BoE minutes: MPC unanimous over fresh round of QE

| October 19, 2011

Minutes of the Bank of England’s October 5-6 meeting have been released today and have revealed all nine members of the Monetary Policy Committee (MPC) voted to keep interest rates at the historic low of 0.5%.

This was the third consecutive month that the Committee voted unanimously to keep rates at the record low, despite inflation running at more than double the 2% target.

Figures released yesterday by the Office for National Statistics (ONS) revealed inflation surged to 5.2% in September from August’s rate of 4.5%.

In a speech last night, the Governor of the Bank of England, Mervyn King, said inflation would fall sharply in 2012 when the recent hikes in the price of oil start to recede.

In the meantime, the minutes showed that all nine members of the MPC voted unanimously for a fresh round of quantitative easing (QE) – a scheme designed to stimulate the economy.

The minutes revealed that the Committee considered injecting between £50 billion and £100 billion into the economy.

The minutes said: “For some members, the substantial downside risks pointed to injecting a larger monetary stimulus than otherwise in order to place the UK economy in a stronger position were those risks to materialise.

“Depending on developments in the euro area and financial markets, the size of the stimulus could be adjusted in either direction.”
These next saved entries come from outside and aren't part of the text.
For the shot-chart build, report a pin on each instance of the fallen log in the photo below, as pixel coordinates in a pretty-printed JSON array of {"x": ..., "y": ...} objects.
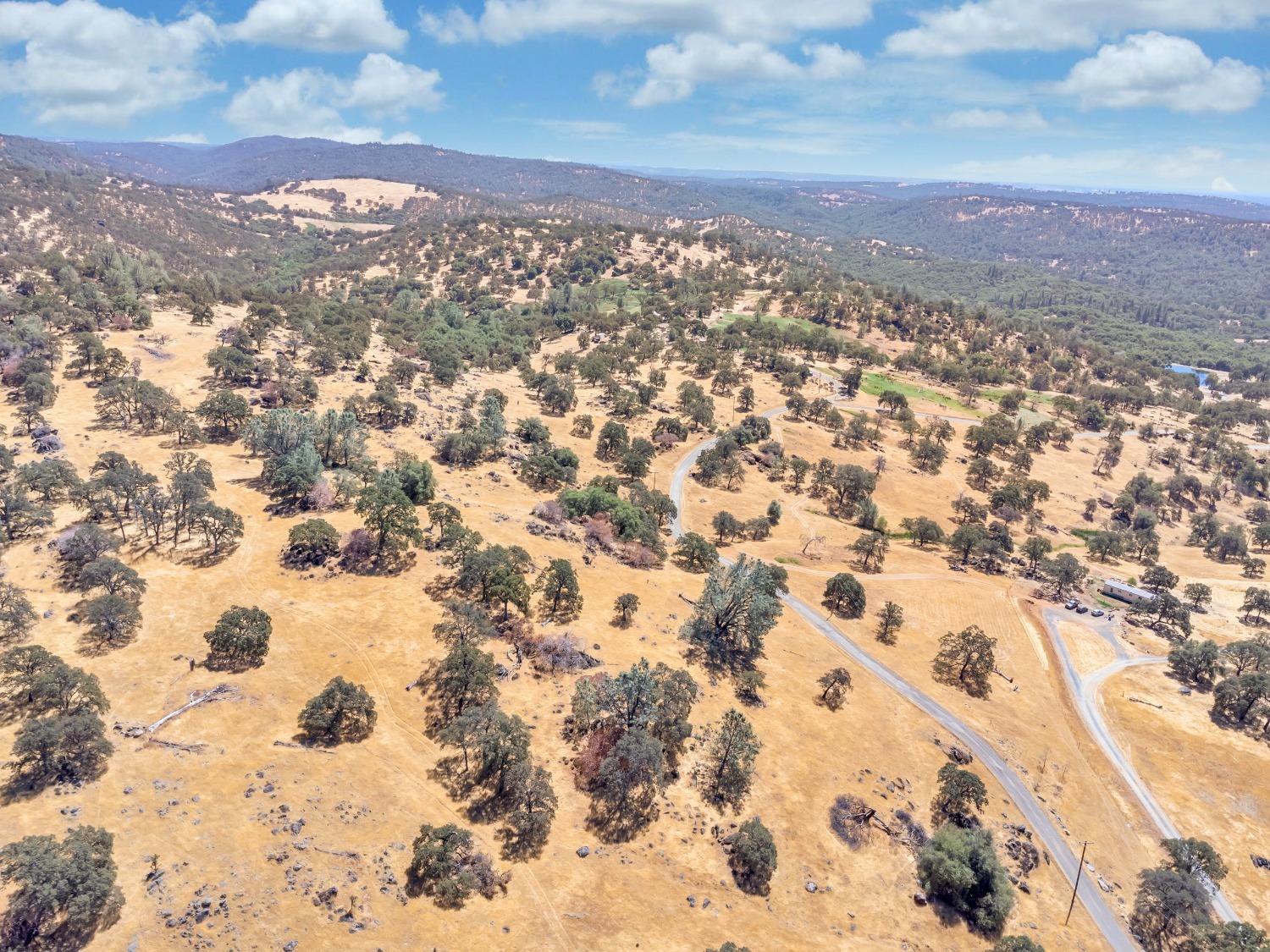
[
  {"x": 188, "y": 748},
  {"x": 218, "y": 693},
  {"x": 301, "y": 746},
  {"x": 345, "y": 853}
]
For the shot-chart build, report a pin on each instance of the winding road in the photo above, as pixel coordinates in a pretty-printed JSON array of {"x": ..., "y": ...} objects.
[
  {"x": 1085, "y": 696},
  {"x": 1036, "y": 817}
]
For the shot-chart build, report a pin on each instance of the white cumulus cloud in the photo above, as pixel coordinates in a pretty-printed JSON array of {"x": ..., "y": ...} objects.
[
  {"x": 1153, "y": 69},
  {"x": 83, "y": 63},
  {"x": 386, "y": 86},
  {"x": 977, "y": 118},
  {"x": 512, "y": 20},
  {"x": 323, "y": 25},
  {"x": 986, "y": 25},
  {"x": 310, "y": 102},
  {"x": 676, "y": 69}
]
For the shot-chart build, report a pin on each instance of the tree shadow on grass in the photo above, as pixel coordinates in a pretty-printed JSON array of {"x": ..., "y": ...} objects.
[{"x": 614, "y": 824}]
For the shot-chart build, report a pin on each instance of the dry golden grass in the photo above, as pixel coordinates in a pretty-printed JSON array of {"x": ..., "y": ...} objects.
[{"x": 215, "y": 823}]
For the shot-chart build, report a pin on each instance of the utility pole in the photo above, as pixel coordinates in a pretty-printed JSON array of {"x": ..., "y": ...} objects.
[{"x": 1077, "y": 883}]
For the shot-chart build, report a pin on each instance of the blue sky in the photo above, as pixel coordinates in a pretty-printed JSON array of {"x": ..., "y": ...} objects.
[{"x": 1163, "y": 94}]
There have been fears that the UK could enter a double-dip recession after a recent series of bad news from the economy and the ongoing debt crisis in the euro zone and the majority of economists expected the central bank to embark on a further round of QE.
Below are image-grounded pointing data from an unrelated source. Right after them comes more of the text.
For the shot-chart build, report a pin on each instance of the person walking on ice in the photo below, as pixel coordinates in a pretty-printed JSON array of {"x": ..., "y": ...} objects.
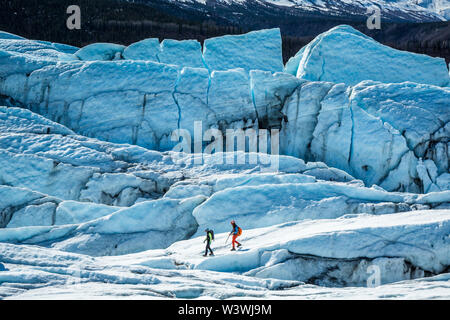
[
  {"x": 208, "y": 240},
  {"x": 236, "y": 232}
]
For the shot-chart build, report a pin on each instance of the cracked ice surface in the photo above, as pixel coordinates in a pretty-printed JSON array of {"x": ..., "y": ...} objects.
[{"x": 92, "y": 201}]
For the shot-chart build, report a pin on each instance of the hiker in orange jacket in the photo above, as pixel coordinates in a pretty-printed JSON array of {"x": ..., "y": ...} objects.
[{"x": 236, "y": 232}]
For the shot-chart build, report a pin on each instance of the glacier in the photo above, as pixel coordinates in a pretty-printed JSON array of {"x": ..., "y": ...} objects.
[{"x": 95, "y": 198}]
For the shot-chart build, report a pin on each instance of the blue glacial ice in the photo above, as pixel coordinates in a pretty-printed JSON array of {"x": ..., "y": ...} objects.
[{"x": 91, "y": 191}]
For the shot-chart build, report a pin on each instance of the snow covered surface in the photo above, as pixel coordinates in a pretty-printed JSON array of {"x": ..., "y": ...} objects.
[
  {"x": 94, "y": 202},
  {"x": 256, "y": 50},
  {"x": 343, "y": 54}
]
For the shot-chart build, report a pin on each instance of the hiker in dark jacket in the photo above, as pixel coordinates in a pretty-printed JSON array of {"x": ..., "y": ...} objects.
[
  {"x": 236, "y": 232},
  {"x": 208, "y": 240}
]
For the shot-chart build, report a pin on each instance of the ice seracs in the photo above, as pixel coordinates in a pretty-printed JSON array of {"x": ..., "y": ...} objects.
[
  {"x": 343, "y": 54},
  {"x": 91, "y": 190}
]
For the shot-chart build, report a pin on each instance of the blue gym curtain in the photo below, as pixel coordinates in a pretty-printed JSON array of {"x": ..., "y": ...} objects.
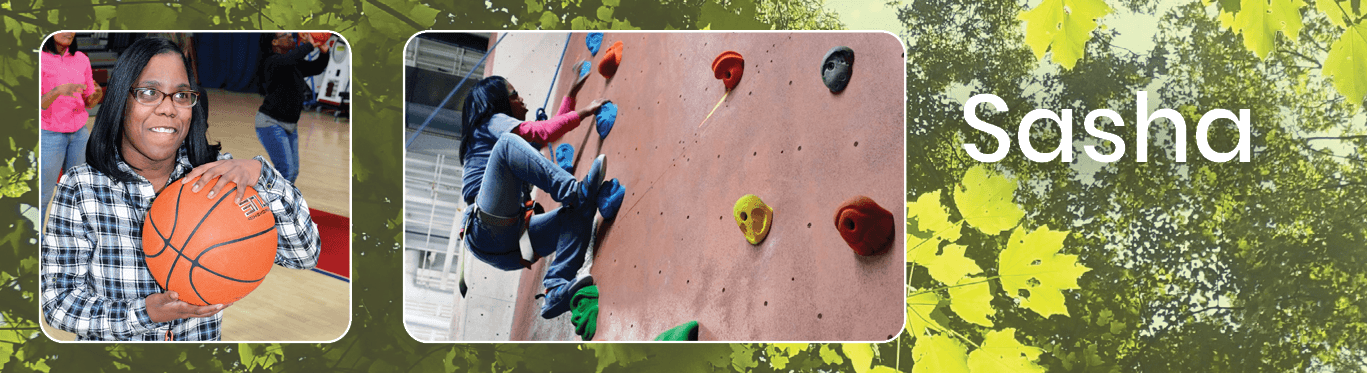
[{"x": 228, "y": 60}]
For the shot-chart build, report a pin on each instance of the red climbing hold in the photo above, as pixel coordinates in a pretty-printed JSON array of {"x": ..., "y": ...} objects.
[
  {"x": 320, "y": 37},
  {"x": 611, "y": 59},
  {"x": 729, "y": 67},
  {"x": 865, "y": 226}
]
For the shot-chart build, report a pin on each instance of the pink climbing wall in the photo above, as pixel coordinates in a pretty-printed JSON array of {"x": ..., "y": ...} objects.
[{"x": 674, "y": 252}]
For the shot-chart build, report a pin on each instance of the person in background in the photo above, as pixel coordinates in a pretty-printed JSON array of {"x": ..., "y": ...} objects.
[
  {"x": 67, "y": 92},
  {"x": 282, "y": 81}
]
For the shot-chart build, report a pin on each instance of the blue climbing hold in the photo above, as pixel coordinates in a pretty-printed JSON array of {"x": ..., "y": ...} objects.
[
  {"x": 593, "y": 40},
  {"x": 584, "y": 68},
  {"x": 565, "y": 157},
  {"x": 606, "y": 116},
  {"x": 610, "y": 198}
]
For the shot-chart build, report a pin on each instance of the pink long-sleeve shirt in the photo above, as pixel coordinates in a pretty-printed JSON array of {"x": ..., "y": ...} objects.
[
  {"x": 544, "y": 131},
  {"x": 66, "y": 114}
]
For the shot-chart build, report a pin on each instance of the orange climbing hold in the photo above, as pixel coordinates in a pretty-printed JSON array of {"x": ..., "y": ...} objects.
[
  {"x": 729, "y": 67},
  {"x": 865, "y": 226},
  {"x": 611, "y": 59}
]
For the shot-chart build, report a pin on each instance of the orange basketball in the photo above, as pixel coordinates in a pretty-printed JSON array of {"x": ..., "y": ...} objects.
[{"x": 209, "y": 250}]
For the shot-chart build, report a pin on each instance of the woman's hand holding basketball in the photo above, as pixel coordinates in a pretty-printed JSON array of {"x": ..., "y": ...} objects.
[
  {"x": 244, "y": 172},
  {"x": 166, "y": 306}
]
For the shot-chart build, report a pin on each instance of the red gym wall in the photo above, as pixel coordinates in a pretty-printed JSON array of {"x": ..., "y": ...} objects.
[{"x": 675, "y": 254}]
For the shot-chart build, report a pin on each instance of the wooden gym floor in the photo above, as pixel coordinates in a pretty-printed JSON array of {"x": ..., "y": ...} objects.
[{"x": 290, "y": 305}]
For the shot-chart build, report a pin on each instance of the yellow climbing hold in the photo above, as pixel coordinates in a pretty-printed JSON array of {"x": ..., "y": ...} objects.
[{"x": 753, "y": 217}]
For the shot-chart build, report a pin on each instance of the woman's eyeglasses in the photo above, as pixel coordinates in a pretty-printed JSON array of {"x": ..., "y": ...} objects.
[{"x": 148, "y": 96}]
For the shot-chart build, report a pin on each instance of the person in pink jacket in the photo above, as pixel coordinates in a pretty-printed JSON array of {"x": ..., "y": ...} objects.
[{"x": 67, "y": 92}]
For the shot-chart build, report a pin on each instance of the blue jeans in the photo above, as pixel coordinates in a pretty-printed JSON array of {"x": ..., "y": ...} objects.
[
  {"x": 59, "y": 150},
  {"x": 283, "y": 148},
  {"x": 563, "y": 231}
]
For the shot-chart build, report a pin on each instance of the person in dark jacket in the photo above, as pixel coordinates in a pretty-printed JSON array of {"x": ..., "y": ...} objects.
[{"x": 282, "y": 78}]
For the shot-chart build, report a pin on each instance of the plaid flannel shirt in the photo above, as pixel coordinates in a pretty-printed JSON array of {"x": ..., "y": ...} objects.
[{"x": 95, "y": 279}]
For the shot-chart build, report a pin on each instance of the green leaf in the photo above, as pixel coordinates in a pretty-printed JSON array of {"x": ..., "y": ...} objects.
[
  {"x": 952, "y": 265},
  {"x": 550, "y": 21},
  {"x": 1062, "y": 26},
  {"x": 619, "y": 354},
  {"x": 1259, "y": 22},
  {"x": 1334, "y": 10},
  {"x": 1001, "y": 353},
  {"x": 984, "y": 200},
  {"x": 742, "y": 357},
  {"x": 971, "y": 298},
  {"x": 939, "y": 354},
  {"x": 1345, "y": 62},
  {"x": 860, "y": 354},
  {"x": 932, "y": 226},
  {"x": 1031, "y": 263},
  {"x": 922, "y": 313},
  {"x": 830, "y": 357}
]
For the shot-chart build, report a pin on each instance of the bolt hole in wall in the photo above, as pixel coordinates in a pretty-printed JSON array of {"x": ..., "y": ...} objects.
[{"x": 788, "y": 104}]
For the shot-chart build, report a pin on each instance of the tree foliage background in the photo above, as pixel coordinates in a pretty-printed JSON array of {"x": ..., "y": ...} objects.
[{"x": 1235, "y": 267}]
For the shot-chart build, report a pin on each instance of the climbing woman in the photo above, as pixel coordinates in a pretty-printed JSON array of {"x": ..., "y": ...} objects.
[{"x": 501, "y": 166}]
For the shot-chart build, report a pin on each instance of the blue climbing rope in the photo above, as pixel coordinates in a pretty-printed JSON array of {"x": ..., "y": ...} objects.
[
  {"x": 425, "y": 122},
  {"x": 540, "y": 114}
]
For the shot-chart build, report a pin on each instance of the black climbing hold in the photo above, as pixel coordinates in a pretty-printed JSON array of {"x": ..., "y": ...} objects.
[{"x": 837, "y": 67}]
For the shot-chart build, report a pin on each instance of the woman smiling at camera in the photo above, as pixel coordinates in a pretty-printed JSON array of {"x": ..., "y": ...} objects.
[{"x": 149, "y": 133}]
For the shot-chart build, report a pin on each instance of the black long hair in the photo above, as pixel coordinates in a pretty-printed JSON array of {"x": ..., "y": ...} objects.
[
  {"x": 103, "y": 150},
  {"x": 490, "y": 96},
  {"x": 51, "y": 45}
]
However, while the Bank hopes the QE scheme will revive the sluggish economy, leading think tank, the Ernst & Young Item Club, warned earlier this week that the QE measures are unlikely to boost the recovery.

Its comments came just a week after the British Chambers of Commerce (BCC) said the fresh round of QE may not be enough to prevent the economy from slipping back into recession and “more radical measures” are required.